Corey's Fictional/Non-Existent Specification 2) That despite no RFC saying
otherwise, and the BRs certainly not saying so, that the presence of
id-kp-OCSPSigning within a CA:TRUE certificate is somehow distinct from
within a CA:FALSE certificate

This tries to fit the concept of EKU chaining semantics as if to counteract
those of RFC 6960. At best, you're reading RFC 5280's 4.2.1.12's "In
general, this extension will appear only in end entity certificates" as a
statement that the semantics are, at best, undefined for a CA:TRUE, and
ergo all of the semantics defined within that section, or any subsequent
RFC, are relevant iff CA:FALSE. Further, in doing so, you're arguing both
that the semantics for the KU matter (as part of Corey's
Fictional/Non-Existent Specification 1) and that the clause in 4.2.1.12 "If

a certificate contains both a key usage extension and an extended key usage

extension" doesn't matter, at least with respect to Mozilla Policy, because
of this hypothetical duality based on the CA bit.

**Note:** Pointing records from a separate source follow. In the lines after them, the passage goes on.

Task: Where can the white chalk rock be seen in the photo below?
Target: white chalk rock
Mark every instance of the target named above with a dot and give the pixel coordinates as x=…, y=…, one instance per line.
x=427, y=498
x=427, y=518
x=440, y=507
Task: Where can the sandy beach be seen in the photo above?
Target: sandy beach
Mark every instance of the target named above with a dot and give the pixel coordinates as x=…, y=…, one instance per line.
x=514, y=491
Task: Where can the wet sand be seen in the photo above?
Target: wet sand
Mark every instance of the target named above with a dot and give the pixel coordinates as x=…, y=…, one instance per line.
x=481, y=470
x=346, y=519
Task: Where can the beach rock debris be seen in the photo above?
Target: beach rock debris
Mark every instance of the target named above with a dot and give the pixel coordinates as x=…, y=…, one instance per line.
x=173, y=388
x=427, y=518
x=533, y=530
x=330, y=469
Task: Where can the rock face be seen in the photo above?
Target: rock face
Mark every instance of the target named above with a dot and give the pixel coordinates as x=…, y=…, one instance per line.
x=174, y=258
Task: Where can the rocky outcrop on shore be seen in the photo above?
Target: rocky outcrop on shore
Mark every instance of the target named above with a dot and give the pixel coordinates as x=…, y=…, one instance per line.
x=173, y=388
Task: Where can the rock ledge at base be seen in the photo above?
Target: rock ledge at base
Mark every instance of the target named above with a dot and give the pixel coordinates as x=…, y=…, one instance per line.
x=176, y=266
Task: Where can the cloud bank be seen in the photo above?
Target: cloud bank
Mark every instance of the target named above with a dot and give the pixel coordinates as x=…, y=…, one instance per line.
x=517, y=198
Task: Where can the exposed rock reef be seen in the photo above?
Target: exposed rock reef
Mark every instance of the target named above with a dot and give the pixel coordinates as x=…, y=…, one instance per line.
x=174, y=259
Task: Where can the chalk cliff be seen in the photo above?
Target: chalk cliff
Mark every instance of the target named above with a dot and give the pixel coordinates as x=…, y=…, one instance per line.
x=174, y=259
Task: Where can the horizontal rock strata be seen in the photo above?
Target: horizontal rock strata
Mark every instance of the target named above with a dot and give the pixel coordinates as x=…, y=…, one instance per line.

Here again, the solution is simple: an explicit profile on responder
certificates to make it clear "What is a responder" and that any other
interpretations, outside of this, are misissued.

Both of these made up interpretations are not ones that are worth any
further time debating, because we continue to go around in circles where
you won't acknowledge that you simply made them up.

I don't think our discussion has, in any meaningful sense, improved the
policy issues, especially when they rest on made-up fictions. That part
already has a clear solution, one which was already proposed as part of
SC31 and now shifting to the "Cleanups and Clarifications" ballot to
follow. You're more than welcome to engage on the precise policy language,
to see whether I have sufficiently and adequately addressed your concerns,
but these e-mails have not helped improve those proposals in any way. At
the end of the day, there will always be bad-faith attempts to reinterpret
the requirements in order to fit a narrative that a CA has not misissued.
While they are interesting attempts at creative writing new fiction, they
aren't useful in providing concrete guidance for CAs.